The trial judge, allegedly erroneously, admitted in evidence defendant’s exhibit No. 2, a statement signed by plaintiff’s physician filed with the Industrial Commission, in which question number ten and others were not answered.
After several hours of deliberation the jury inquired of the trial judge in writing:—
“Why No. 10 on Workmen’s Compensation claim is not filled in by Dr. Kirkwood?”
Plaintiff argues this question indicates the jury considered and were sufficiently concerned about it to seek further information from the trial judge.
With reference to the claimed error of the trial judge in admitting the exhibit plaintiff argues by brief:—
“The best evidence was the testimony of the physician who partially completed the attending physician’s report and counsel for the defendant had every opportunity to examine the doctor in reference to the facts contained in the exhibit. In fact, the record discloses the defense did, during cross-examination of Dr. Kirk-wood, interrogate him concerning silicosis, his opinion on causal relationship and the dates of his examination. The only thing appearing on the exhibit was the doctor’s findings and dates of examination and it was offered to mislead the jury in showing that at the time the exhibit was executed by Dr. Kirkwood he did not answer question No. 10 as to whether there was a relationship between the cause of death and the industrial injury.
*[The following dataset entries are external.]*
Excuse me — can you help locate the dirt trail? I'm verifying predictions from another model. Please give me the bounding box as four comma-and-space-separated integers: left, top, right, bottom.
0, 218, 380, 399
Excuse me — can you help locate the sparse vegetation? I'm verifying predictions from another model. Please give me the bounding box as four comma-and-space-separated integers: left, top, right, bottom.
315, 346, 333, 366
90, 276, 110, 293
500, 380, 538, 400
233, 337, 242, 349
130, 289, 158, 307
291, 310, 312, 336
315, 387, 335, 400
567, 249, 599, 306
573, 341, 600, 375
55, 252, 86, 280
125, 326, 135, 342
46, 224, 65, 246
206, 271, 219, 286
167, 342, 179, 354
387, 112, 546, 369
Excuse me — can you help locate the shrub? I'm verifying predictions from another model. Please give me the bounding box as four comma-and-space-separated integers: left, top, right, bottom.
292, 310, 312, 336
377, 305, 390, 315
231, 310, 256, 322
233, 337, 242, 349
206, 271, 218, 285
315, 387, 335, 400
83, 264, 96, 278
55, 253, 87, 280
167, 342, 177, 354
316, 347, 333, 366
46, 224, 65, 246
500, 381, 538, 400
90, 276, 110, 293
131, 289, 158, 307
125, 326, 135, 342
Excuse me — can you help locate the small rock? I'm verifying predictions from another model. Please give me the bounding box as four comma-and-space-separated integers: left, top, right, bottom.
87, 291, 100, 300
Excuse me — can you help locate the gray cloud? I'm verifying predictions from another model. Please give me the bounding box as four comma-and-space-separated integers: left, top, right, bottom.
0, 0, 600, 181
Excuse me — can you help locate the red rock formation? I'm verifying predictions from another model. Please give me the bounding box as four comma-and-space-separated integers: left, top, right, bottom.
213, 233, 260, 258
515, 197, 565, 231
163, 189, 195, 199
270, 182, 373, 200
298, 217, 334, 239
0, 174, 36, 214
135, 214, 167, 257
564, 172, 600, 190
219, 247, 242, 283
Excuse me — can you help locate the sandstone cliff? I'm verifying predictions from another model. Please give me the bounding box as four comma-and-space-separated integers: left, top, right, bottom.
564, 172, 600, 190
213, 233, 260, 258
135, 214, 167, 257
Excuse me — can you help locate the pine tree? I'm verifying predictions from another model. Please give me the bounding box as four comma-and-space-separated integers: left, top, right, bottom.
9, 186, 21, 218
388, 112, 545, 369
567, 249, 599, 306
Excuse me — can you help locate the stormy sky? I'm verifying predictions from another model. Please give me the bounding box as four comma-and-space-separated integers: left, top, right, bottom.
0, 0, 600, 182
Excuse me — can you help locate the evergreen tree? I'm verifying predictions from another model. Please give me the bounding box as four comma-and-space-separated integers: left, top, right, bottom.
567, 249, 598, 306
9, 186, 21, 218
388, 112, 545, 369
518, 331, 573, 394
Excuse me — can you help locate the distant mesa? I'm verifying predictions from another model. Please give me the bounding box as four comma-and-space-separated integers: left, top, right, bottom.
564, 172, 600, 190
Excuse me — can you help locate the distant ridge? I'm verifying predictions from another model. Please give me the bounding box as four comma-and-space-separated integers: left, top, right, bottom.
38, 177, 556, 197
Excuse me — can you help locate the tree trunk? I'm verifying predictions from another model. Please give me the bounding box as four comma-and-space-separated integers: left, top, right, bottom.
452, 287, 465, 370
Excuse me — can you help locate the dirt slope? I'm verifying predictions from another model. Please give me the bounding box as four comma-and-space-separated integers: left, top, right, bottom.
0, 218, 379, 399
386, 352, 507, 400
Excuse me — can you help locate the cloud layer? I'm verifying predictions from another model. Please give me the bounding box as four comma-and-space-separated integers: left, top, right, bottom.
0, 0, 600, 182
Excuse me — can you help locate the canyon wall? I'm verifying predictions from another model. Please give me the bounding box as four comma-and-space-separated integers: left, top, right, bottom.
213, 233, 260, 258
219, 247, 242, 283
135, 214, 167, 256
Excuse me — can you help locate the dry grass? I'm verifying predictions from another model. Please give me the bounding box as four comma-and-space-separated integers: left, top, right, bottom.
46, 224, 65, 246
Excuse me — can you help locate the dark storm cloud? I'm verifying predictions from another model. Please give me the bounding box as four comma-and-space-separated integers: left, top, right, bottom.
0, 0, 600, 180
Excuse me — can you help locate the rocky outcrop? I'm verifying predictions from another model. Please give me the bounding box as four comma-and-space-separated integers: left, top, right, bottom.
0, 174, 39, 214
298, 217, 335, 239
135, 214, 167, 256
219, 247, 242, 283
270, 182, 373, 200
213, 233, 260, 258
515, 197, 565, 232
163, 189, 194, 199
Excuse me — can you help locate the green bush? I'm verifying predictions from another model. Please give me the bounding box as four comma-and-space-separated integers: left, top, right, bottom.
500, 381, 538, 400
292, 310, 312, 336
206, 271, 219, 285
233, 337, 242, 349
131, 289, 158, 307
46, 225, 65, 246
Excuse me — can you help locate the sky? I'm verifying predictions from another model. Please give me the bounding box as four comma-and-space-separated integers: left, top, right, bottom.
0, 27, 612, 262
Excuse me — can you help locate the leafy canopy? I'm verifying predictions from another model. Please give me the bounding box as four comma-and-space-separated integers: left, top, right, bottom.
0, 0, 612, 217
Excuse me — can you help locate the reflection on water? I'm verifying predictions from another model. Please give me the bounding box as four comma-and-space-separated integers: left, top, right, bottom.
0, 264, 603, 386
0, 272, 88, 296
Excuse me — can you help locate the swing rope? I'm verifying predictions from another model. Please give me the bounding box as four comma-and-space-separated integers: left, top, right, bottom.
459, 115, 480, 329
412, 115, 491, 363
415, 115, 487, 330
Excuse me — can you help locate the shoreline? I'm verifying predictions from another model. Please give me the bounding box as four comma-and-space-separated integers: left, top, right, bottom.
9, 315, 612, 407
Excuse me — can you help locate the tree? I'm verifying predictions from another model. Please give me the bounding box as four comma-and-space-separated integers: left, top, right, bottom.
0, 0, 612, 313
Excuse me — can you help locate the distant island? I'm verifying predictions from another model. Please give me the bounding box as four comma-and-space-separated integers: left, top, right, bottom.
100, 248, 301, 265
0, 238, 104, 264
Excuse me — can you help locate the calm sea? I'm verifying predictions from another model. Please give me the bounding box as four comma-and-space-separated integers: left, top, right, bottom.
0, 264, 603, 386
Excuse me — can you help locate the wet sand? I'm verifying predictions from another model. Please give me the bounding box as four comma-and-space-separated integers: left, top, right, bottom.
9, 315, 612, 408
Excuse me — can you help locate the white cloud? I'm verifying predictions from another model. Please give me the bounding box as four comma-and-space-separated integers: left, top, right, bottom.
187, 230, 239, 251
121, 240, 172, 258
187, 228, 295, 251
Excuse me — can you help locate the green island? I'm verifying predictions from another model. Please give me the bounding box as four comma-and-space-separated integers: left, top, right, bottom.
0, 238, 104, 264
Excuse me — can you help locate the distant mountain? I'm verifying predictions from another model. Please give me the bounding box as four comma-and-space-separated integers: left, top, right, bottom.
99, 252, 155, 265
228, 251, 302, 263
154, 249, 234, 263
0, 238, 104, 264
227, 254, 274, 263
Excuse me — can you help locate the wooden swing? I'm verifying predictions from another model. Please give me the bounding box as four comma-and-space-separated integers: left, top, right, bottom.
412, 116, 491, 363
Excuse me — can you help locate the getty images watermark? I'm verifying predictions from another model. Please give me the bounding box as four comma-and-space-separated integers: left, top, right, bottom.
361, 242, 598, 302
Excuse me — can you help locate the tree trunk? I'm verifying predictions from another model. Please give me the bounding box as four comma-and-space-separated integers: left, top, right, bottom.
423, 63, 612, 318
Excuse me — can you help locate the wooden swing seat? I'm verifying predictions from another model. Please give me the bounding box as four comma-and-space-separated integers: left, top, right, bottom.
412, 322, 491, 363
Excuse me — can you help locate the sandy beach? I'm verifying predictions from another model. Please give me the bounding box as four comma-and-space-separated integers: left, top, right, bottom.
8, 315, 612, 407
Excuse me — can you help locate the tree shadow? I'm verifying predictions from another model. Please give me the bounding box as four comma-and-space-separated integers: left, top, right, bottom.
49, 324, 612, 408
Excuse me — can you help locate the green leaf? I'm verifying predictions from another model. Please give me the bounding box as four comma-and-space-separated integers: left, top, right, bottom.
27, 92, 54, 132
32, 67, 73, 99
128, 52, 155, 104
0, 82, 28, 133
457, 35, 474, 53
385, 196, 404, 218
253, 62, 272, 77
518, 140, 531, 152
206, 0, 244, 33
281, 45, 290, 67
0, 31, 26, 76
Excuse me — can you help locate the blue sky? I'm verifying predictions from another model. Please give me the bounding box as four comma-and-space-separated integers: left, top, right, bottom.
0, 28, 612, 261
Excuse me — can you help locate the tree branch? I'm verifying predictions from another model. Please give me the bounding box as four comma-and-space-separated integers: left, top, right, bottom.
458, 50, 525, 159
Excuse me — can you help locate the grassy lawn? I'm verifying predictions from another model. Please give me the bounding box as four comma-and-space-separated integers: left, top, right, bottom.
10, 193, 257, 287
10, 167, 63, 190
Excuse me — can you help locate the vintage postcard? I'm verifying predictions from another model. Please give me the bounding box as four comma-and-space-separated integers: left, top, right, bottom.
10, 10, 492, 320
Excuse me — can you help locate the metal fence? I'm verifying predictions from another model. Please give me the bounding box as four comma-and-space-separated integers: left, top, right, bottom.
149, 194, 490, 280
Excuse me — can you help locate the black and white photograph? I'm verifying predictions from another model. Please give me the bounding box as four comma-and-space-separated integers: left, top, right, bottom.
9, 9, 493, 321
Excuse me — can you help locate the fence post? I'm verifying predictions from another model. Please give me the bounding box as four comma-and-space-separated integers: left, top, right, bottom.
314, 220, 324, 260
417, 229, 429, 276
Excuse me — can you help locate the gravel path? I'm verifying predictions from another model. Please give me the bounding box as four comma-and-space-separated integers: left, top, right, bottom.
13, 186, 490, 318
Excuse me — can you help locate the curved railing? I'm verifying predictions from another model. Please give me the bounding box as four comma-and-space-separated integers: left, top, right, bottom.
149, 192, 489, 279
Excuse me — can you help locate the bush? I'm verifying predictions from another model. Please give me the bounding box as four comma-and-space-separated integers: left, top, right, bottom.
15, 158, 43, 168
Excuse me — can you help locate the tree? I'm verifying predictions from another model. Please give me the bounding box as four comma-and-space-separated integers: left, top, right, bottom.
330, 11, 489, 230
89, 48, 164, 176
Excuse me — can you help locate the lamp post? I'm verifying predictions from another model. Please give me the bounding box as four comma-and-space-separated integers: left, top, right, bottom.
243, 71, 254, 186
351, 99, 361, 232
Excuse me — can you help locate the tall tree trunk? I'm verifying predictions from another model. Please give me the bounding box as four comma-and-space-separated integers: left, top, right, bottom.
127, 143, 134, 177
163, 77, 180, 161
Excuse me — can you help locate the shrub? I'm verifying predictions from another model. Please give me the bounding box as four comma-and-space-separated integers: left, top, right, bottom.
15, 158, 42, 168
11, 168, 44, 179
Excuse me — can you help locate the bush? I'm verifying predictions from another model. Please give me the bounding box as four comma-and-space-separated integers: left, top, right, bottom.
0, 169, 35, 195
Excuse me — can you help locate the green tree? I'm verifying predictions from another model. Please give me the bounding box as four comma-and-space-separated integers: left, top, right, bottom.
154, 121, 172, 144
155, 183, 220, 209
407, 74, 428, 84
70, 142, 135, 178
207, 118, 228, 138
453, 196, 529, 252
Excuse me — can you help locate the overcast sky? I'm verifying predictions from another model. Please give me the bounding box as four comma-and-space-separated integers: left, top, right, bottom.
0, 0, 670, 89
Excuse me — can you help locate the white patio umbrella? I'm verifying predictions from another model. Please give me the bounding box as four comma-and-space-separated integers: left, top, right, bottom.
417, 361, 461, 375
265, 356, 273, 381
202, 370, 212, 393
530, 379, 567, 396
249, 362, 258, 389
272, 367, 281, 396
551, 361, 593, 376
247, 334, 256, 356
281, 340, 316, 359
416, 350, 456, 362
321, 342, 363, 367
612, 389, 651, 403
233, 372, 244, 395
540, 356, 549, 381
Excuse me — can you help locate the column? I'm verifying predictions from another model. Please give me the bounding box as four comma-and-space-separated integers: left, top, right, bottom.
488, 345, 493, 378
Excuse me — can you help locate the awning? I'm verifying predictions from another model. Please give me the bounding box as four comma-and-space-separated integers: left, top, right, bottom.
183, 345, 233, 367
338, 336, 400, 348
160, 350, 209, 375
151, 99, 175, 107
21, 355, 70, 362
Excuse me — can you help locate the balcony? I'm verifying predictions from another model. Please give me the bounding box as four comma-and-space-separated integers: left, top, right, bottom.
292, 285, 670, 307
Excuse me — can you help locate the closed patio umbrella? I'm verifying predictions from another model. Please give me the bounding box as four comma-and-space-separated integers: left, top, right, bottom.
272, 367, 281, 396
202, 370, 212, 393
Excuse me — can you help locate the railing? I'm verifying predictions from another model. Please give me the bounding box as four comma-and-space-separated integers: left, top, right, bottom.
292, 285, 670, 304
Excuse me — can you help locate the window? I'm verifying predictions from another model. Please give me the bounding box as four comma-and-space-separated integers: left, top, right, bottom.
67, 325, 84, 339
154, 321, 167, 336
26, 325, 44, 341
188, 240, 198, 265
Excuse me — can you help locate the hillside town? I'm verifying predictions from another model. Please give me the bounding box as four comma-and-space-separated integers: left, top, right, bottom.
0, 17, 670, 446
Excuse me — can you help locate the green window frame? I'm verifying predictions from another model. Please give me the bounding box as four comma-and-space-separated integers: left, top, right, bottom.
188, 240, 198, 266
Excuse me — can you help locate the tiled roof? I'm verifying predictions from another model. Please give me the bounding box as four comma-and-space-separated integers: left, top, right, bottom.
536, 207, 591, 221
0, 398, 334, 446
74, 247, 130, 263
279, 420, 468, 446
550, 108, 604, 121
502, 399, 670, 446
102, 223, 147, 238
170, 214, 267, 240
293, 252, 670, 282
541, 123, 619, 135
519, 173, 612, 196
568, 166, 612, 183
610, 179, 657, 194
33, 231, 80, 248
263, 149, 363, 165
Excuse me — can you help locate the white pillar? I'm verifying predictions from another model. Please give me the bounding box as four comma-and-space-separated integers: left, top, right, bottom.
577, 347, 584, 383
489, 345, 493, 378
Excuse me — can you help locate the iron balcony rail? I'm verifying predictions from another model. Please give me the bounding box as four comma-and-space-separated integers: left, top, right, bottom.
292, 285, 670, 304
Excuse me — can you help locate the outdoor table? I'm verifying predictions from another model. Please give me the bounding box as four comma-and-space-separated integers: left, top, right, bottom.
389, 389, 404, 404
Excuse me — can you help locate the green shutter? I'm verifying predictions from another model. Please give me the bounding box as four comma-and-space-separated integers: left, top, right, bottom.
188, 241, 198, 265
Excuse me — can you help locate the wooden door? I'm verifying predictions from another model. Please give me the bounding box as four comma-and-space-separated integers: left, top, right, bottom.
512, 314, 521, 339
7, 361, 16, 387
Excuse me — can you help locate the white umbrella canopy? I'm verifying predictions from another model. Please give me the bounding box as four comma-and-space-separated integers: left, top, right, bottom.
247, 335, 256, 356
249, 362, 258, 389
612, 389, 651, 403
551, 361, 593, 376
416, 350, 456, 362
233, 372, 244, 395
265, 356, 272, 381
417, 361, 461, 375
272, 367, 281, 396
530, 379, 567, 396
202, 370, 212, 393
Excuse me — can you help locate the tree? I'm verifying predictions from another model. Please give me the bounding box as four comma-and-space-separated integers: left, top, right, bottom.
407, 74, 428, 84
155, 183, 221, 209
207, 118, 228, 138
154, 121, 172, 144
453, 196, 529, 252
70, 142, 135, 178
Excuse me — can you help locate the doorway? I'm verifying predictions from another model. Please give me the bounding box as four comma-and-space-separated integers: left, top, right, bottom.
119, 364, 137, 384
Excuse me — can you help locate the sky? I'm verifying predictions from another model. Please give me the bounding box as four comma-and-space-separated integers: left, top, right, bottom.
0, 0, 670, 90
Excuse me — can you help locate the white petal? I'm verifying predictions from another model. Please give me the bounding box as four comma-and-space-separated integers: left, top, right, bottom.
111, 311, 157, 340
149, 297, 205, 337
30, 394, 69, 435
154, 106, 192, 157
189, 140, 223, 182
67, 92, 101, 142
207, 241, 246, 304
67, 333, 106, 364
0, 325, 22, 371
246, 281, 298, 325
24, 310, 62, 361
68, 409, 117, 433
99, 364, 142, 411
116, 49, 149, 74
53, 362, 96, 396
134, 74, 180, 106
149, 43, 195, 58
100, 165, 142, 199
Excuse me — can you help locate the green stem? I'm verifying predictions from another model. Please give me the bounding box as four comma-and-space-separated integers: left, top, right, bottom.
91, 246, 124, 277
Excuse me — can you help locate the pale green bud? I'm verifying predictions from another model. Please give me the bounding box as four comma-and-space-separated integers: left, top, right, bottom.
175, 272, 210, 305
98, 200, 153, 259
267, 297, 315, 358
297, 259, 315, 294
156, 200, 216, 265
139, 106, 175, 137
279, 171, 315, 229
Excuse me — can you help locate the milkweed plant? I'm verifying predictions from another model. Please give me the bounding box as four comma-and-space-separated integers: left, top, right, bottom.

“Further, it is contended by the plaintiff-appellant that the evidence adduced at trial established that the deceased sustained an accidental injury within the meaning of the Workmen’s Compensation Law. The verdict of the jury is against the manifest weight of the evidence.”
Defendant’s exhibit No. 2, to the admittance of which plaintiff objected and now claims was offered solely for the purpose of prejudicing the jury against her, was “Physician’s Certificate in Proof of Death” executed, signed, and sworn to by plaintiff’s attending physician, and filed by plaintiff with the Industrial Commission, which we believe made the certificate material, competent and relevant.
Further it is observed that counsel for the respective parties stipulated:—
*323“Mr. Fleming: It is hereby stipulated by and between counsel for the claimant and counsel for the employer that what has been marked, for the purpose of identification as employer’s exhibit 2 is an original report made to the Industrial Commission of Ohio by Dr. E. E. Kirkwood which is entitled ‘Physician’s Certificate in Proof of Death,’ in connection with the case of Nathan E. Huckle.”
The record submitted to ■ us reveals no ground work was lain nor attempt made to lay any ground work to impeach the signature of the signer of the certificate, decedent’s attending physician.
Defendant’s counsel argues by brief that the exhibit was “offered for the purpose of showing that at the time Dr. Kirkwood signed the form he apparently had no present opinion as to the causal relationship between decedent’s death and an alleged injury; and for the further purpose of showing no history of the alleged injury.”
We find no error prejudicial to plaintiff committed by the trial judge in the admission of the exhibit in question, and having reviewed carefully the record submitted to us can not conclude, as we are urged by plaintiff to conclude, that the verdict of the jury and judgment of the trial judge entered thereon are against the manifest weight of the evidence or contrary to law.
The judgment of the court of common pleas is affirmed.
NICHOLS and GRIFFITH, JJ, concur in judgment.